Still Robert smoothed his hair; still he answered—“Come to see the ship, sir. Nothing more, sir.”
“Indeed,” said Carraways. “Well, then, Robert; let’s go and look a little for’ard. I havn’t seen the caboose yet, myself. Come, Basil.” And the wary man moved onward with the two, leaving Jenny Topps in charge of Mrs. Carraways and Bessy. Scarcely had the three men proceeded beyond the mainmast, when the three women had plunged into the subject that, as Carraways knew, he alone should fail to fathom.
“Well, then, dear ma’am, if you’ll not tell Robert that I told you,” said Jenny, burning to speak, “we’ve made up our minds to go wherever you go; and we’ve come to take our places.”
“My dear Jenny,” said Mrs. Carraways, touched by the affectionate fidelity of the young couple, “my good girl, I hope you have well considered this step. It would make us all very unhappy, should you for a moment repent it. To leave your friends”—
“But we’ve none to leave; for father goes with us,” cried Jenny, pouring out her news. “And you can’t believe how happy the old man is at the thought of it. He says it will be so beautiful for him in his old age to carry reading and writing to the children in the wilderness. For he declares he will have a school there, if all his scholars learn under the naked sky, and sit upon stumps of trees. You can’t think how happy he is. And then, ma’am”—added Jenny with graver looks—“I’m sure it will be the saving of Robert. It will, indeed, ma’am. That cab-work, ma’am,” and Jenny raised her hands, “is dreadful.”
“It must be,” said Mrs. Carraways. “Out all weathers.”
“It isn’t so much the weather, as the company. It ’ud spoil an angel to be a cabman,” averred Jenny—“waiting for the people, he has to wait for, so late at clubs. But, pray, ma’am, don’t tell master, ma’am; for Robert’s set his heart upon surprising him when he finds him in the ship. And it will make Robert so happy to wait upon master all the passage; and me to wait upon you—and I’m never ill, never. Been up and down to Blackwall a dozen times, and felt it no more than if I’d been in my own room. And so, I’m sure, I can be of some use to you.”
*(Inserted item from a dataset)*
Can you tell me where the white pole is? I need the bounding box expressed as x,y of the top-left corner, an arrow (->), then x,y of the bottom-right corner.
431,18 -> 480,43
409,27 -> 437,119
“My good, good girl,” cried Bessy, giving both her hands to the excellent creature.
“And above all,” said Jenny, very seriously, “there is one thing in this passage that will be a great load off my mind. It is this. The passage, they say, lasts four months. Now in that time, I shall be certain sure to finish my patchwork quilt.”
Here Carraways and Basil returned, Topps following apart. Mrs. Topps, dropping a hasty curtsey, made off to her husband, and Carraways regarding his wife and daughter, with laughing, curious looks,—with Basil conducted them from the ship. The guilty Mrs. Topps, hanging on her husband’s arm, had an instant dread that her lord would question her upon the suspected subject of conversation with the ladies. Whereupon, with fine instinct, she resolved to be beforehand in the way of interrogation.—“Robert, my dear,” said Jenny, with the deferential air of a scholar; “Robert, what did Mr. Carraways mean when he said he hated dog—dogmatism?” Topps was puzzled. “Robert, my dear,” Jenny urged, “what—what in the world is dogmatism?”